I beat them back cos I had inside knowledge. They took a longer outside route. When they returned, I was sitting on Harry’s bed looking pleased with myself. They had a short lecture from me, at which point I grabbed a spare mattress, put both their cellphones under it, cos that's what they had used to organise the hook-up, and settled down for the night on said mattress, right between their two beds. Ha! And thus I spent the night with 12 teenage boys.
The final service
The final service was held in St Matthew’s Church, about 20 minutes walk from Wai-Col. I did a few trips in the school van to transfer the luggage, then took pity on the final stragglers that were walking. The acoustic in St Matthew’s is crap – in rehearsal we sounded like we were singing into a pillow. Once there was a congregation the sound was slightly better. They have a digital organ. Instead of air pumps and tubes and pipes, the console has a computer inside, and just plays sampled organ (and some digitally produced) sounds through massive speakers mounted on the rear wall. Sounds almost like the real thing, except one of the digitally produced voices – oboe – which sounded like a sick duck. Right in a nice quiet passage in our Byrd anthem. Nice.

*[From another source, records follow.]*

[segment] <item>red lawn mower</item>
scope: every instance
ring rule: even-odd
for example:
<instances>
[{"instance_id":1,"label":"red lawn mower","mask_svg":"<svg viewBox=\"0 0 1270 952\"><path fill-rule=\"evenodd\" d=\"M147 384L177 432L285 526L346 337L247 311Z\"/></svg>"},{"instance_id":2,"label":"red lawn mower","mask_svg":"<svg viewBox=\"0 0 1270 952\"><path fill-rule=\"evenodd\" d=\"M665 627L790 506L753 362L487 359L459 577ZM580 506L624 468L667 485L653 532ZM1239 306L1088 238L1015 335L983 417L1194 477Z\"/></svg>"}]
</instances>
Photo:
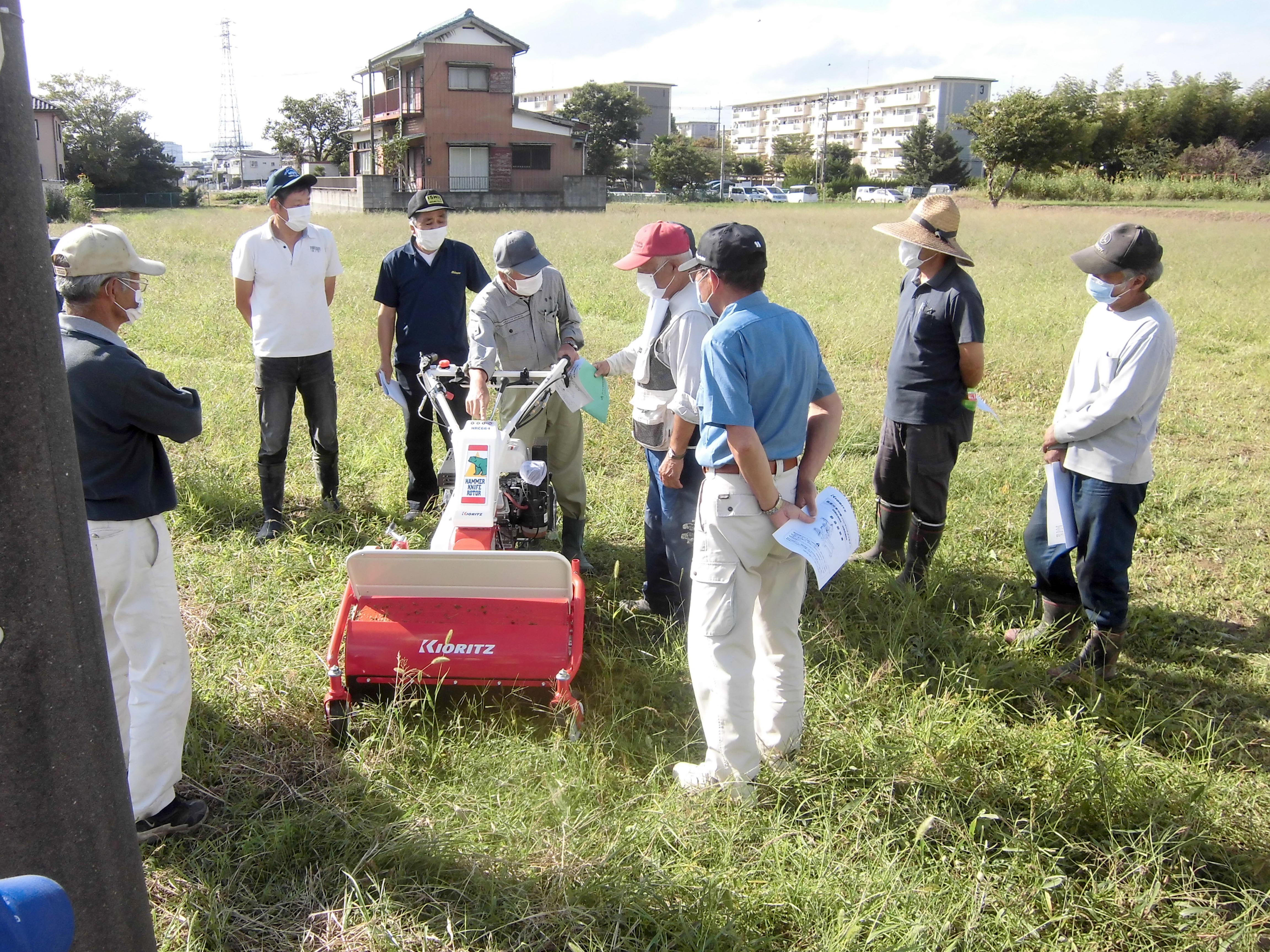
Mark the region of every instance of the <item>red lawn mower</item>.
<instances>
[{"instance_id":1,"label":"red lawn mower","mask_svg":"<svg viewBox=\"0 0 1270 952\"><path fill-rule=\"evenodd\" d=\"M577 737L583 711L570 684L582 664L585 588L577 561L532 548L552 528L555 491L545 447L527 449L516 430L546 410L552 391L578 385L564 358L550 371L494 371L495 409L511 387L533 392L503 429L493 420L460 428L443 381L466 368L434 360L420 360L418 378L452 434L438 472L444 509L428 550L409 548L390 527L391 548L345 561L326 651L331 736L347 739L351 704L381 685L434 684L550 688Z\"/></svg>"}]
</instances>

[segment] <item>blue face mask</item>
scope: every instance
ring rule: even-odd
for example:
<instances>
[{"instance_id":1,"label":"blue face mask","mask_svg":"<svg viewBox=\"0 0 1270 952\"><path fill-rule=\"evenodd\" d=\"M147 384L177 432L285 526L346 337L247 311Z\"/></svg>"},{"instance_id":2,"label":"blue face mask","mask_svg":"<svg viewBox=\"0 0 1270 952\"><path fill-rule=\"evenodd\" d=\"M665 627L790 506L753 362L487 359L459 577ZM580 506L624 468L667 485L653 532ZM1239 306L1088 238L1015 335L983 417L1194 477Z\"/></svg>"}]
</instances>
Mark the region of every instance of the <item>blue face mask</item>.
<instances>
[{"instance_id":1,"label":"blue face mask","mask_svg":"<svg viewBox=\"0 0 1270 952\"><path fill-rule=\"evenodd\" d=\"M1090 292L1090 297L1097 301L1100 305L1114 305L1121 297L1129 293L1129 288L1125 288L1119 294L1114 293L1116 286L1107 284L1102 278L1096 274L1090 274L1085 279L1085 289Z\"/></svg>"}]
</instances>

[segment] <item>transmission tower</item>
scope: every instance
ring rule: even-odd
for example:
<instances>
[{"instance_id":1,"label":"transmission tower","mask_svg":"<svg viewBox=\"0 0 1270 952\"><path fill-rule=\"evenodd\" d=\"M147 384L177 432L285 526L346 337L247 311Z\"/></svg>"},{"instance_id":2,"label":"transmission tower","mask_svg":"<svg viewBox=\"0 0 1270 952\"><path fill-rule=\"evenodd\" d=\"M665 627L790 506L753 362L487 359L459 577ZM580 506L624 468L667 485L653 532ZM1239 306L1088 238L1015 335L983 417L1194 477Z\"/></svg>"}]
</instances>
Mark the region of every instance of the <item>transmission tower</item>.
<instances>
[{"instance_id":1,"label":"transmission tower","mask_svg":"<svg viewBox=\"0 0 1270 952\"><path fill-rule=\"evenodd\" d=\"M243 122L237 112L237 91L234 89L234 51L230 48L230 22L221 20L221 127L216 151L236 155L239 180L243 178ZM226 175L226 178L229 178Z\"/></svg>"}]
</instances>

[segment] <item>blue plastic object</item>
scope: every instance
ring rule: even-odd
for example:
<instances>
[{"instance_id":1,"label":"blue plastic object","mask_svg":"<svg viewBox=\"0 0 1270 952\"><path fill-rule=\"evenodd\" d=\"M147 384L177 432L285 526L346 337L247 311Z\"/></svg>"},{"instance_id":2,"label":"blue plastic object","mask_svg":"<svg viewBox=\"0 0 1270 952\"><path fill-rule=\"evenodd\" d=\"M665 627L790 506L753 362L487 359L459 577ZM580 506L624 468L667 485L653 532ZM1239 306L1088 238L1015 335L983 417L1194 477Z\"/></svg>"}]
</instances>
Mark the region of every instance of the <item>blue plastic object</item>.
<instances>
[{"instance_id":1,"label":"blue plastic object","mask_svg":"<svg viewBox=\"0 0 1270 952\"><path fill-rule=\"evenodd\" d=\"M66 890L46 876L0 880L0 952L66 952L74 938Z\"/></svg>"}]
</instances>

There were some awards presented at the service. Three choristers were presented with Yellow Ribbons. These are very coveted awards which recognise musical ability and knowledge, religious knowledge, and leadership. They went to Edward (my mate), Paul (the other organ scholar) from Nelson, and Jess (yay for Altos!) from Wellington. Young randy Harry got the award for unbroken male voice and a girl called Phoebe got the similar award for girls. What a talented bunch. Of course, I would have got a yellow ribbon as well, if I wasn’t too old (you have to be under 19). Yeah Right.
Plans for Choir School 2007
1 Have flu shot in May.
2 Take camera and laptop.
3 Learn new Indian dance to wow the crowd.
4 Take fluffy blanket. Sleeping bag not warm enough.
5 Have Sam visit me one day mid-week so I don’t miss him too much.
6 Kidnap all young Tenors and Basses and make them sing in my church choir.